This year's highly prestigious Champalimaud Vision Award is shared between two worthy winners for their ground-breaking research in neuroscience and how the brain contructs images.
This year's highly prestigious Champalimaud Vision Award is shared between two worthy winners for their ground-breaking research in neuroscience and how the brain contructs images.
The $1.3 million award, the largest of its kind in ophthalmology will be shared between J Anthony Movshon, director of New York University’s Centre for Neural Science and William T. Newsome, a neuroscientist at Stanford University.
For over three decades both scientists have worked jointly and separately on the way our brains process visual information, supporting our perception. Leonor Beleza, president of The Champalimaud Foundation, said: Visual perception starts with the eyes, but it happens in the brain. Over a 30-year period, the work of Movshon and Newsome has taken this axiom to new scientific levels of understanding. Because of these two outstanding neuroscientists, we now have a fundamental appreciation for the role of neurons in how we see things move about in the world. Their ground-breaking work, taken together and individually, has laid the basis for continued research on how the brain and its processes impact vision and perception. We are very proud to recognize Movshon and Newsome as the recipients of the 2010 Champalimaud Vision Award.

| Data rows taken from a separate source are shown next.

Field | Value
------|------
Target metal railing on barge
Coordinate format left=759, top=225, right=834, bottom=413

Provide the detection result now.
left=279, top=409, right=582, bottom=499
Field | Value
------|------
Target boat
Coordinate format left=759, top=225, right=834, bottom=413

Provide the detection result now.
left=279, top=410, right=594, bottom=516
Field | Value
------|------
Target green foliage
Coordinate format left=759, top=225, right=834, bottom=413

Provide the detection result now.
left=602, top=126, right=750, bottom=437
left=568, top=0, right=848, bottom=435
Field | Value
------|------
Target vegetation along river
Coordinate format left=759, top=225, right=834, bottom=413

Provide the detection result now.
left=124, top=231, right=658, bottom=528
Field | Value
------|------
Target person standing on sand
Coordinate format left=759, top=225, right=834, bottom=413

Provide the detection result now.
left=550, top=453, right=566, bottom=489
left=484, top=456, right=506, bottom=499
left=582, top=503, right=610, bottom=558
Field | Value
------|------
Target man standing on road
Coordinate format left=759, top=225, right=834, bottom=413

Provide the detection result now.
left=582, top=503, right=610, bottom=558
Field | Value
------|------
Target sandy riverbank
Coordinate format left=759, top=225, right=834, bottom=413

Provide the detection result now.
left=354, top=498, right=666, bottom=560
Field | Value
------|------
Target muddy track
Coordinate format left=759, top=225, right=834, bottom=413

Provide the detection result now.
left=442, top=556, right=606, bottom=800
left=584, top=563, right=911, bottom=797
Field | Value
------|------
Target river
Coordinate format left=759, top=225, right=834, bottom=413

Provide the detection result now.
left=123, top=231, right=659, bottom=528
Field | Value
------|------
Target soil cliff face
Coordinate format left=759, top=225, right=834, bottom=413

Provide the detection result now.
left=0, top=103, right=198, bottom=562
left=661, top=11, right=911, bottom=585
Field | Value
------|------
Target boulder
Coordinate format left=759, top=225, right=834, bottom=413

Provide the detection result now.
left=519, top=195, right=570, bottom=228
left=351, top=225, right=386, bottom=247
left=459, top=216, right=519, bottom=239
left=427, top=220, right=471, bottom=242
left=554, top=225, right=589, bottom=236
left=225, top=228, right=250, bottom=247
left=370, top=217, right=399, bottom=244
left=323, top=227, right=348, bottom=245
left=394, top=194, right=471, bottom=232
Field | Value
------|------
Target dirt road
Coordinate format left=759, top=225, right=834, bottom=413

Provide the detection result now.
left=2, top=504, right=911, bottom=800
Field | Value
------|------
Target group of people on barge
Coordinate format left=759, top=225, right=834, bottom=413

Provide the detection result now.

According to www.healthnewsdigest.com William Newsome heard about the award following a weekly lab meeting when he listened to his mobile phone messages: There was a message from my wife telling me an ophthalmologist in Portugal had called and told her he was absolutely sure I would really, really want to call him back. The ophthalmologist turned out to be a member of the Champalimaud jury panel: Alfred Summer, MD, dean of the School of Hygiene and Public Health and professor of ophthalmology, epidemiology and international health at Johns Hopkins University.